The Marut Mk-II was a dream, not a project. The HF-24 Marut powered by two Orpheus 703 engines, which I flew extensively, was an underpowered fighter incapable of holding its own in a dogfight against any Pakistani fighter. The IAF inducted the fighter into service in the belief that a more suitable engine for the aircraft would be eventually procured. When India failed in its attempts to get a better engine, the IAF heartily supported an HAL project to develop a reheated version of the Orpheus 703. Alas! The reheated version of the 703 fell way short of the ASR thrust goals. The project ended when a senior IAF test pilot on deputation to HAL was killed in an accident while testing the reheated engine.

"French and Israeli pilots who have unofficially flown the Tejas Light Combat Aircraft (LCA) have gone gaga over its flying attributes."

IAF test pilots have heartily endorsed the flying characteristics of the Tejas. Why talk about French and Israeli pilots, unless the intent is to falsely project the IAF as being against Tejas? The truth is that the IAF, through the MOD, has been pressurizing ADA and HAL to deliver on the promise of the Tejas. The IAF desperately needs the aircraft as MiG-21 replacement. No one in the IAF doubts the fine capabilities of Tejas. What the IAF cannot do is retire its MiG-21 fleet, put its frontline pilots currently flying the MiG-21s on deskjobs, and wait for HAL to deliver the Tejas on its own sweet schedule. How difficult is that to understand?

"The larger, heavier, longer range Mark-II variant of the near all-composite Tejas, in fact, fills the bill of “MMRCA”. An LCA version of Tejas has already been flown weighted down with ballast to mimic the Mk-II plan-form. The fact that the Mk-II variant was coming along well, besides, was known to the IAF-MoD (ministry of defense) combo. So, how come the tender for MMRCA was not terminated midway?"

The LCA Mk-2 is a light weight fighter that does not meet MMRCA ASRs. Mk-2 is the light weight fighter that the IAF wanted to begin with when it backed the LCA project, not the Tejas. The IAF is inducting the Tejas after granting many critical concessions on the ASRs to encourage indigenous design and development of fighter aircraft.

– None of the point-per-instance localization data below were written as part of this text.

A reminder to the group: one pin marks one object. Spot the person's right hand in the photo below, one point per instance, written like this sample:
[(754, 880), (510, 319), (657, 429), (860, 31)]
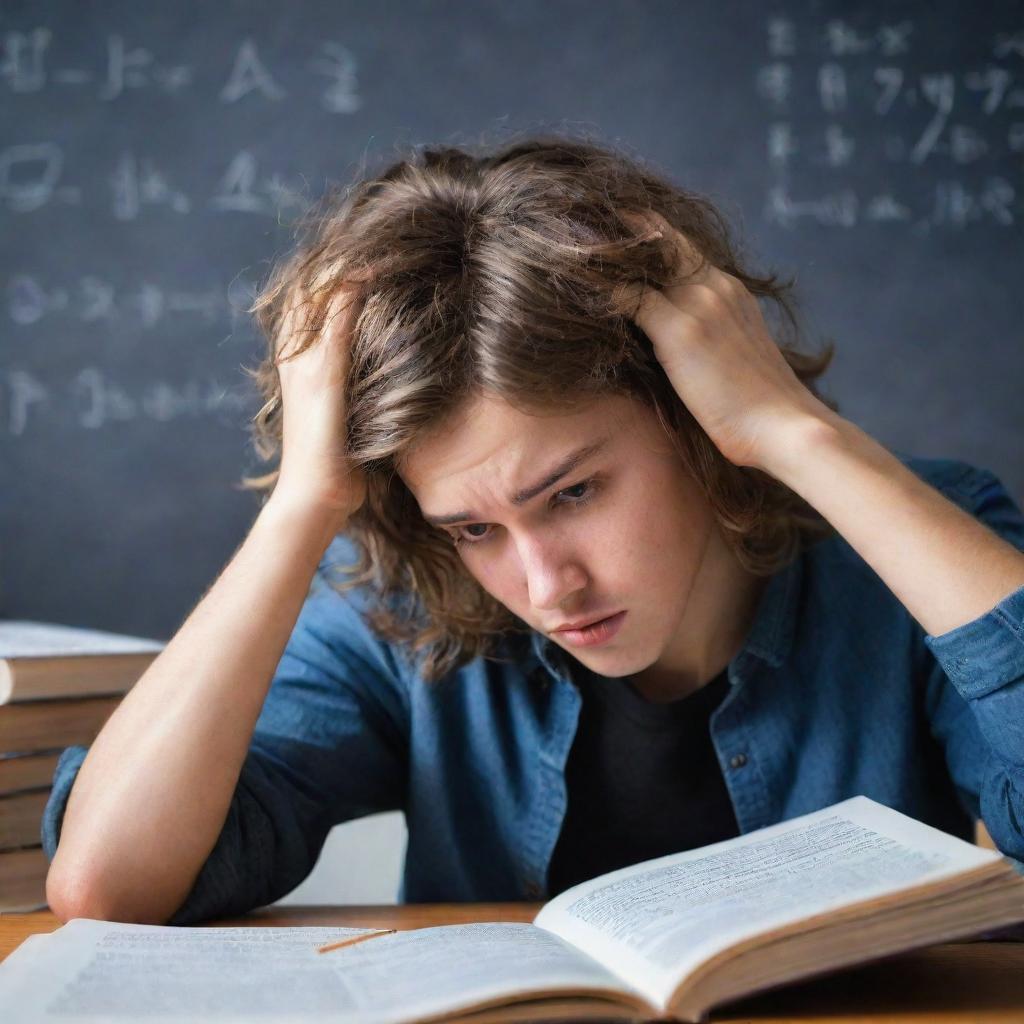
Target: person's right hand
[(314, 468)]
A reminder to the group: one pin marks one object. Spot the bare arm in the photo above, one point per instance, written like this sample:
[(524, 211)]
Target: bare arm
[(153, 794)]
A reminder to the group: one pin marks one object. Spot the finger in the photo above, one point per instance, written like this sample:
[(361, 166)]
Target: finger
[(659, 318)]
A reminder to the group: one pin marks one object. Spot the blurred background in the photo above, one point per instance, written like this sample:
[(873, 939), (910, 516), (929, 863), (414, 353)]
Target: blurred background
[(155, 158)]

"But the LCA has been prevented from entering squadron service after it obtained the Initial Operational Clearance (IOC)-1 last year, because of their insistence that IOC-2 and subsequent clearances be done by HAL rather than permitting the clearances to be obtained by the designated Tejas squadron, flying the aircraft, at the Sulur base in Tamil Nadu. The latter procedure will allow our fighter pilots to test the plane’s flight envelope and performance, and to provide feedback to designers — normal practice of advanced air forces inducting a new locally-produced aircraft."

The Tejas is in service with the IAF. It's being extensively flown by the ASTE, an IAF establishment. IAF squadron pilots are not trained to conduct IOC; they are trained for war fighting. ASTE is the IAF organization earmarked to assist HAL with IOC and FOC on an aircraft.

Finally, MMRCA is  Medium Multi Role Combat Aircraft not "multi-role, medium range combat aircraft" as Karnad states in his op-ed.

While Mr Bharat Karnad is entitled to his opinion, it would be nice if the opinion is based on facts.